The equivariant fractional network is another key component in the MatterGen model, responsible for learning how to recover the original crystal structure from the diffusion process. The design of this network is based on an important physical principle-isotropy.
Equivariant refers to the property of a system that maintains certain properties unchanged under certain transformations. In crystal materials, this means that the properties of the material remain unchanged under operations such as rotation, translation, etc.
Equariferous fractional networks can output equariferous fractions of atomic types, coordinates, and lattices by learning patterns in the data. These fractions represent the “mismatch” of each atom and lattice parameter in the current structure, that is, their deviation from the ideal crystal structure.
By calculating these fractions, the network guides the model on how to adjust atomic and lattice parameters to reduce noise in the structure and bring it closer to a stable crystal structure. This is also one of the important reasons why MatterGen can improve accuracy and ideality rates.
To increase the flexibility of the model,MatterGen has added an adapter module to fine-tune different downstream tasks, and can change the output of the model based on a given property label。(It’s the tailor-made feature we talked about in that case)

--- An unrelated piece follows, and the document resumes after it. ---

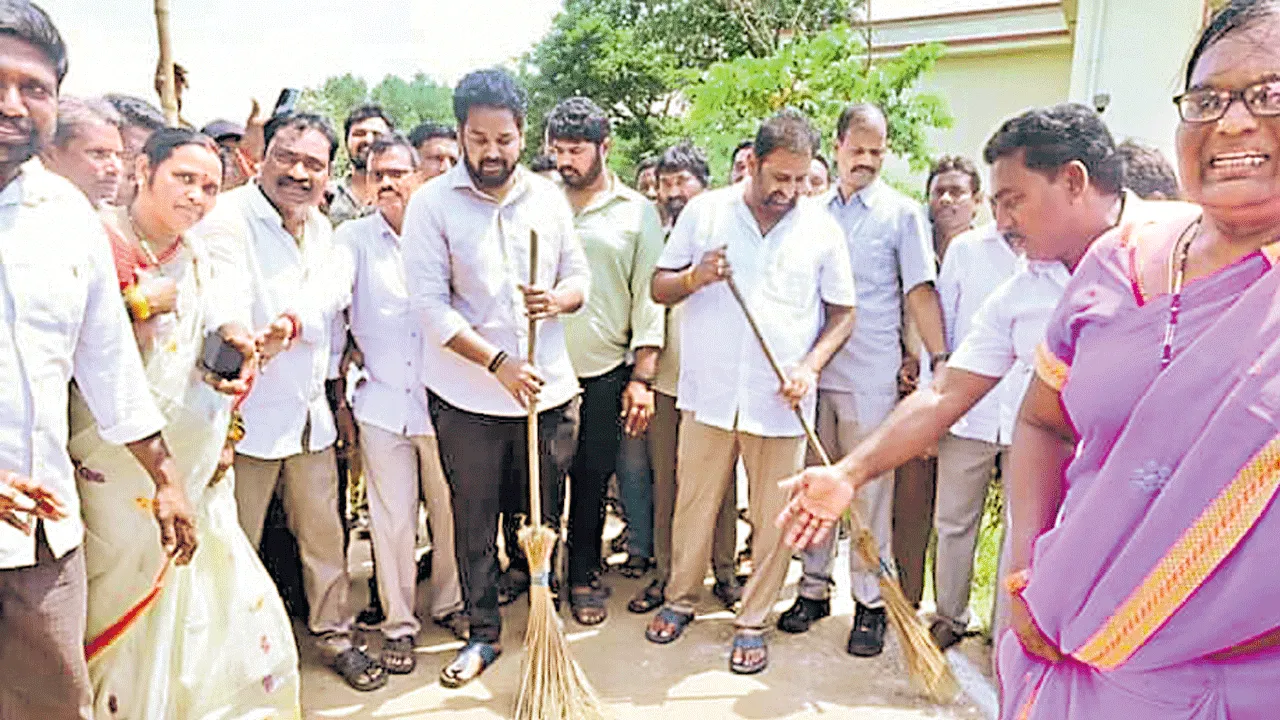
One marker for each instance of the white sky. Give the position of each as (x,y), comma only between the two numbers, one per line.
(240,49)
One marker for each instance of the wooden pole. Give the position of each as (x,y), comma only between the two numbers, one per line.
(168,91)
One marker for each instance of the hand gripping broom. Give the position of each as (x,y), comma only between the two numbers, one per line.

The adapter introduces an additional set of parameters at each layer of the model that can be adjusted based on task-specific property labels. During the fine-tuning process, these parameters are optimized to make the structure generated by the model better meet the requirements of the specific task.This design not only improves the adaptability of the model, but also reduces the amount of labeled data required for fine-tuning, because the model does not need to learn the characteristics of each task from scratch, but can be adjusted based on pre-training.。
For example, when designing a new type of battery material, a model may be needed to focus on the material’s electrical conductivity and ion diffusivity; while when designing a new type of catalyst, a model may be needed to focus on the material’s surface activity and selectivity. The adapter module allows the model to adjust its generation structure strategy based on these different requirements.
Currently, Microsoft has published the research in Nature and has been recognized by many technology celebrities. It can be compared to the AlphaFold series of protein prediction models that Google won the Nobel Prize in Chemistry last year.